In order to analyze a raw TOS run, we'd perform the following
steps. The command line arguments are examples. Those required will be
explained, for the others see the doc strings.

** Raw data manipulation

Assuming we have a TOS run folder located in
=~/data/Run_168_180702-15-24/=:
#+BEGIN_SRC sh
raw_data_manipulation -p ~/data/Run_168_180702-15-24/ --runType=calibration --out=run_168.h5
#+END_SRC
where we give the =runType= (either calibration, background or X-ray
finger run), which is useful to store in the resulting HDF5 file. For
calibration runs several additional reconstruction steps are also done
automatically during the reconstruction phase. We also store the data
in a file called =run168.h5=. The default filename is
=run_file.h5=. The HDF5 file now contains two groups (=runs= and
=reconstruction=). =runs= stores the raw data. =reconstruction is
still mainly empty, some datasets are linked from the =runs= group.
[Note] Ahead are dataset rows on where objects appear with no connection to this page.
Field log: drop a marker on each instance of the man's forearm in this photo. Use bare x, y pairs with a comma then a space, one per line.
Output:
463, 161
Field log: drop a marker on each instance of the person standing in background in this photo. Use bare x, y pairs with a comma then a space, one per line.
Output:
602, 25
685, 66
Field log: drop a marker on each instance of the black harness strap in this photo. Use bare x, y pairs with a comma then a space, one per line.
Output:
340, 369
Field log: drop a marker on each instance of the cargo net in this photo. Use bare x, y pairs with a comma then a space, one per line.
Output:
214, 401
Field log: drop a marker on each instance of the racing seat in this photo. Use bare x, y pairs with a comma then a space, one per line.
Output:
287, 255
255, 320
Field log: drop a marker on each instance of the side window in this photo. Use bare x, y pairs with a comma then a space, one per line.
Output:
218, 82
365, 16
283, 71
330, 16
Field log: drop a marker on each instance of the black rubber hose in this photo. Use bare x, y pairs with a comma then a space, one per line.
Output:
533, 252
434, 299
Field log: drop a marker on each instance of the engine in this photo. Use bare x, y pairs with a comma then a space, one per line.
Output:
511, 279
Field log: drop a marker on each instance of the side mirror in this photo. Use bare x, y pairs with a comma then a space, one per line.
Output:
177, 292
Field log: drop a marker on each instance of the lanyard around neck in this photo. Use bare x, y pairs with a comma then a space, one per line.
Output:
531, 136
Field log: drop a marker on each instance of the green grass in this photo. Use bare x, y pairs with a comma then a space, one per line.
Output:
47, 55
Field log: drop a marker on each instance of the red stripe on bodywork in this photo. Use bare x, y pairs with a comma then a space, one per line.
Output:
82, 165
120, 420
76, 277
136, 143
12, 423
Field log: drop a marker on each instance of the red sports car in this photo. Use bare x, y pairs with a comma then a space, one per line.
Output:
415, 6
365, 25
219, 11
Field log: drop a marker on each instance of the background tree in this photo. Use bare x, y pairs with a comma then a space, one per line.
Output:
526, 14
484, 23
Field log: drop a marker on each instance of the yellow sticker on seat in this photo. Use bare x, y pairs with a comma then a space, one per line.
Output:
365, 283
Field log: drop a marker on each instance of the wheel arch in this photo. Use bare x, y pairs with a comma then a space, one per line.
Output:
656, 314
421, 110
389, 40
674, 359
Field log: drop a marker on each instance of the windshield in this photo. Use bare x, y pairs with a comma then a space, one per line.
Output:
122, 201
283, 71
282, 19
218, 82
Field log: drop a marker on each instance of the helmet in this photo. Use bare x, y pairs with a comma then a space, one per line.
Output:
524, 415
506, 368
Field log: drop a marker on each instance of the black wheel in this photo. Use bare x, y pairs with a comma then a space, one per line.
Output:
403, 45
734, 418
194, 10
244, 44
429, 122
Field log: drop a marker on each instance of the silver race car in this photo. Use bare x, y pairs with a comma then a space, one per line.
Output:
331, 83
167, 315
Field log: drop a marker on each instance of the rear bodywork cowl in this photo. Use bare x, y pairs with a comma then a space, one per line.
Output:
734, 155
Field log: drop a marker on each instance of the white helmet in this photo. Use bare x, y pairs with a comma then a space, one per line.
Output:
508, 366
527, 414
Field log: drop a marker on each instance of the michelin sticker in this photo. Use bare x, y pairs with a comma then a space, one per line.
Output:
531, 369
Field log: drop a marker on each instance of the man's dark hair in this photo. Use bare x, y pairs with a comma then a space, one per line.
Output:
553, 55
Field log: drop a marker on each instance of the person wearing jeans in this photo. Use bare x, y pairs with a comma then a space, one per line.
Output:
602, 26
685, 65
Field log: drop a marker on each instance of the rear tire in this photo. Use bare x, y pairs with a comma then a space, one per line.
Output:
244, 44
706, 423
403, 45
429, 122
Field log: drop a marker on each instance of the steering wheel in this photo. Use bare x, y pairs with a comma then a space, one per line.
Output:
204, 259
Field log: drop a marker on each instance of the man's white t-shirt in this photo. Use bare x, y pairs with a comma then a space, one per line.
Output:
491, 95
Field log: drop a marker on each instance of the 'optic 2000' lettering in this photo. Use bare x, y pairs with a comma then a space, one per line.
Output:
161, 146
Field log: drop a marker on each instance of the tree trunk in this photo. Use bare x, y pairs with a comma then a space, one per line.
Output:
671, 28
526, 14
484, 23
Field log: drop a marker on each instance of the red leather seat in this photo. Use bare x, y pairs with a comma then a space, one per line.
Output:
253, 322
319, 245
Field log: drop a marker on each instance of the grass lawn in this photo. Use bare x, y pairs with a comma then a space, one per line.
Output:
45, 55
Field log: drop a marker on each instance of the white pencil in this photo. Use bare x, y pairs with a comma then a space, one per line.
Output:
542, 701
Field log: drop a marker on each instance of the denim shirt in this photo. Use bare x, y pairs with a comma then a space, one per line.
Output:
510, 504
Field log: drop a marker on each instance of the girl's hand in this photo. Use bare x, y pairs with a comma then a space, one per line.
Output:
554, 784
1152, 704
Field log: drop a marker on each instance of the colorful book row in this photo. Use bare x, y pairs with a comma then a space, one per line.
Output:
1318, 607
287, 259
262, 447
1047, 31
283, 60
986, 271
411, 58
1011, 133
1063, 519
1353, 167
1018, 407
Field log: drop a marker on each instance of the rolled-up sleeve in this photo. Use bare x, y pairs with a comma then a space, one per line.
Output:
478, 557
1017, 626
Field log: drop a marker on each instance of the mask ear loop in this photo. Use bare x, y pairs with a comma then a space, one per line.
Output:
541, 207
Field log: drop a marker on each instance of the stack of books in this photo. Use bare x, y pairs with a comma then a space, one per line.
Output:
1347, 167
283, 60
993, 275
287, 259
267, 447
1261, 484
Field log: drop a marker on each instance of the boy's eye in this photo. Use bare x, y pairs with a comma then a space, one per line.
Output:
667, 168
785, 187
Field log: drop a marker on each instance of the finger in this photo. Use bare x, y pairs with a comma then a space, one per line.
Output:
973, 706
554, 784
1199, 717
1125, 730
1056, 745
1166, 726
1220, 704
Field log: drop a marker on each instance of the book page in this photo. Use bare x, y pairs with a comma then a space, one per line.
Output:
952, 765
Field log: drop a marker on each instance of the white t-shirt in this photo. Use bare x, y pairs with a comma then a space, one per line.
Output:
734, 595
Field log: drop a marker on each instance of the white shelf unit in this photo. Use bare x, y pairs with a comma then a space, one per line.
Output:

Alternatively you may also hand a directory, which contains several
run folders. So if you had several runs located in =~/data=, simply
handing that would work. The program would work on all runs in =data=
after another. Each run is stored in its own group in the resulting
HDF5 file.

** Reconstruction

Afterwards we go on to the reconstruction phase. Here the raw data is
read back from the HDF5 file and clusters within events are separated
and geometric properties calculated. This is done by:
#+BEGIN_SRC sh
reconstruction -i run_168.h5 --out reco_168.h5
#+END_SRC

After the reconstruction is done and depending on whether the run type
is calibration or background / X-ray finger run, you can continue to
calculate futher properties, e.g. the energy of all clusters.

The next step is to apply the ToT calibration to calculate the charge
of all clusters via:
#+BEGIN_SRC sh
reconstruction -i reco_168.h5 --only_charge
#+END_SRC
_Note:_ this requires an entry for your chip in the ingrid
database. See below for more information.

Once the charges are calibrated, you may calculate the gas gain of
the run via:
#+BEGIN_SRC sh
reconstruction -i run_168.h5 --only_gas_gain
#+END_SRC

A purely pixel based energy calculation is available via
~--only_energy=~ and a gas gain based one
via ~--only_energy_from_e~. However, the latter requires calibration
runs that need to be analyzed before hand.

** Likelihood :optional:

The likelihood analysis is the final step done in order to filter out
events, which are not X-ray like, based on a likelihood cut or MLP
classifier. The likelihood program however, needs two different input
files. This is not yet as streamlined as it should be, which is why
it's not explained here in detail. Take a look at the docstring of the
program or ask me (@Vindaar).

*TODO:* make the CDL data part of the repository somehow?

** Adding a chip to the InGrid database :optional:

If you wish to perform charge calibration and from that energy
calibration, you need to add your chip to the ingrid database.

See the explanation in [[file:InGridDatabase/README.org]] for details on
how to do this. Existing data files are found in
[[file:resources/ChipCalibrations/]].

** Plotting

There are a large number of different tools available to visualize the
data created by the programs in this repository.

* License

The code in this repository is published under the MIT license.